Both Los Angeles teams reeled in a big catch recently. The Dodgers signed the top free-agent pitcher in Zack Greinke, while the Angels brought in the top hitter on the market in Josh Hamilton.

Both received multi-year contracts for an excessive amount of money. But of the two, Hamilton may prove to be a better investment than Greinke.

The Angels have committed five years and $125 million to Hamilton. It seems like a lot of money – which, of course, it is — for a player with a history of injuries and substance-abuse problems.

Josh Hamilton (Photo by Keith Allison, used under Creative Commons License)

Josh Hamilton (Photo by Keith Allison, used under Creative Commons License)

However, Hamilton will benefit from hitting behind Albert Pujols, who was the financial beneficiary of a huge contract from the Angels last offseason. The Angels lineup is shaping up to be a modern-day version of “Murderer’s Row.”

If teams choose to pitch around Pujols, they’ll have to face Hamilton and vice versa. And of course, the Angels’ lineup will also feature Mike Trout and Mark Trumbo.

It was originally anticipated that Hamilton might only get a three-year deal with a higher base salary since teams were weary about his off-the-field issues. But the Angels went all-in with the slugging outfielder and are expecting a huge return.

The Angels needed a left-handed hitter to add to the lineup, so they went out and signed not only a lefty bat but also the best overall available player.

Meanwhile, the Dodgers made a splash by locking up Greinke to a six-year, $147 million deal. Coupled with last season’s acquisitions of Hanley Ramirez, Josh Beckett, Adrian Gonzalez and Carl Crawford, the Dodgers already have nearly $215 million in payroll locked up for 2013.

The real question is why the Dodgers felt it was necessary to bring in Greinke.
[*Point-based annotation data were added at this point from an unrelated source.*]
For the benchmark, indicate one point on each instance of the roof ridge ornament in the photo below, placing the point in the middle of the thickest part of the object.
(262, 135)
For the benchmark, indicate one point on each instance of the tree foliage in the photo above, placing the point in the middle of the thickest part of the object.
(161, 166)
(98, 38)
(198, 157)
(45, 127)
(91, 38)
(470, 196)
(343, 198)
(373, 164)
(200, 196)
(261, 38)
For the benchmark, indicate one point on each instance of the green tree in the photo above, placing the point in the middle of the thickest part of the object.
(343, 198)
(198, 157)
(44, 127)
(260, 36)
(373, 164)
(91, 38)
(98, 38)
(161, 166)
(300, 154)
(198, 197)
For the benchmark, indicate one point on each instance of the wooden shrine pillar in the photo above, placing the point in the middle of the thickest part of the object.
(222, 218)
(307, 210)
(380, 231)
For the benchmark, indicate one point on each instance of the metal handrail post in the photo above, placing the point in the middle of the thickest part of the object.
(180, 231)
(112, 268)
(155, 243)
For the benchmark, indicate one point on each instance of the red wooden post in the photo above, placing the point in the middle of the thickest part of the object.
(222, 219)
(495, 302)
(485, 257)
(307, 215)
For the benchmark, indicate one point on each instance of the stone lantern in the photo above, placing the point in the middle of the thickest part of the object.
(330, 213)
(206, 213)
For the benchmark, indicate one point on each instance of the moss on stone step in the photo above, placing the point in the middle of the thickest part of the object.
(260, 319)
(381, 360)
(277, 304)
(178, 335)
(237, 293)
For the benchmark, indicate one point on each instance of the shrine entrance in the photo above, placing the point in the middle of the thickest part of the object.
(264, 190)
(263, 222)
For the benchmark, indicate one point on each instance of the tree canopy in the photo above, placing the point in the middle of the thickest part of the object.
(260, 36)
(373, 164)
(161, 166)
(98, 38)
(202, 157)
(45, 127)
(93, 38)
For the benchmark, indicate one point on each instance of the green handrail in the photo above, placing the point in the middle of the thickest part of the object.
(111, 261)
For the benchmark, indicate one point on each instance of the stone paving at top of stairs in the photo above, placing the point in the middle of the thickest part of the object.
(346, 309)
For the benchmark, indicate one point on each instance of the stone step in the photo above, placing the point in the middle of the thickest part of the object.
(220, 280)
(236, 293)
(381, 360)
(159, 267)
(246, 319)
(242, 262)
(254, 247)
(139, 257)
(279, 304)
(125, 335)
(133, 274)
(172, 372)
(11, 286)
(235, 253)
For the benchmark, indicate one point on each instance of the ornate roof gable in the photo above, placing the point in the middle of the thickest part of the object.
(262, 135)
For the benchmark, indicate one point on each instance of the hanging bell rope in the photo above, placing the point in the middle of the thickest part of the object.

The Dodgers have a young ace in Clayton Kershaw, who will command a contract similar to Greinke’s once he hits free agency in 2015.

Kershaw led a rotation last year that also included Chad Billingsley, Aaron Harang, Ted Lilly and Chris Capuano. Lilly and Billingsley went down with injuries, creating a space for Beckett later in the season.

Right after signing Greinke, the Dodgers signed South Korean starting pitcher Ryu Hyun-Jin to a six-year, $36 million contract. The lefty averaged 15 wins per season in Korea.

The Dodgers are likely to trade a starting pitcher, but as it stands, the recent acquisitions bring the total number of starting-caliber pitchers on the Dodgers to eight, with Lilly and Billingsley expected to be fully healthy by Opening Day.

Greinke has his own anxiety disorder problems that could be a concern, but the real issue is the amount of money spent on an area of surplus. A rotation of Kershaw, Billingsley, Beckett, Ryu and either one of Harang or Lilly would still have been a formidable rotation for the Dodgers in 2013.

Greinke thrived in the NL during his time with the Brewers, but if he doesn’t live up to his lucrative contract, it may go down as the most expensive mistake in baseball, especially since the Dodgers already had capable arms on their roster.

Some teams just don’t know what to do with all their money.